Sullivan felt that, as an interpreter in the Foreign Service, “your role is not [to] have the ideas. You’re not the originator of ideas.” But science? She’d be making the ideas.
And so began a path that took Sullivan to the ocean, to space and back to the ocean–with many stops in between.
Sullivan’s brother, an engineer and pilot, was “all over” the astronaut selection process in 1976 and applied… and encouraged his sister to apply, too. She admits she didn’t know anything about the Space Shuttle program, but applied anyway, not expecting anything to come of it.
Sullivan was a member of the 1978 class of astronauts. It was the first to include women. Astronauts do more than rocket into space, though, and her first years involved a variety of technical work.
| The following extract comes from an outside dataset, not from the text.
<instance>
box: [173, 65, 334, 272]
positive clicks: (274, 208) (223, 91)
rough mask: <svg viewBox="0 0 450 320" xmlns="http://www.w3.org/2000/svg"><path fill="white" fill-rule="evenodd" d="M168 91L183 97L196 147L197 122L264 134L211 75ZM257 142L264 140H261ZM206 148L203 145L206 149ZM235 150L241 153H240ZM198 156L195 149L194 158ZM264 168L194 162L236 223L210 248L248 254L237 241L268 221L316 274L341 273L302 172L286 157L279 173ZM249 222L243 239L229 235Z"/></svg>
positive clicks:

In 1984, she became the first woman to walk in space. She didn’t care about the milestone of being the first, though. “The thought of actually getting to go outside, cruise around the payload bay, do our engineering test and glimpse the world below me without a window frame, all that's just outrageously cool stuff,” she said in a 2008 interview.
She and fellow mission specialist Dave Leestma spent three-and-a-half hours showing that satellites could be refueled in orbit.
She also flew on the Discovery in April 1990 as one of the crew who deployed the Hubble Space Telescope. To do this, the Shuttle orbiter reached an altitude of 386 miles, the highest ever for a Shuttle.
The Discovery flight in March 1992 was her third and final mission.
Sullivan spent 532 hours–over 22 days–in space, leaving NASA in 1993.
On June 7, 2020, Sullivan went all-in on her ocean roots… or depths. She descended 35,853 feet to the Challenger Deep in the Pacific Ocean and is the first woman to make the trip.
Just the descent took four hours in the two-person submersible.
For almost a year, Sullivan was the only person in history to have gone to space and the Challenger Deep. In March 2021, explorer Garriott de Cayeux joined the exclusive club.
Sullivan also spent time in the military. She joined the U.S. Naval Reserve in 1988, retiring in 2006 with the rank of captain.
She had two stints in the federal government’s National Oceanic and Atmospheric Administration (NOAA), which focuses on oceans, weather and climate. The Senate confirmed her as NOAA’s chief scientist in 1993, and she served as NOAA’s administrator from 2014 to 2017.
Her resume listing all her other positions, awards and honors is long and varied.
From hundreds of miles above the Earth to seven miles beneath the ocean’s surface, Kathy Sullivan is a one-of-a-kind scientist and explorer.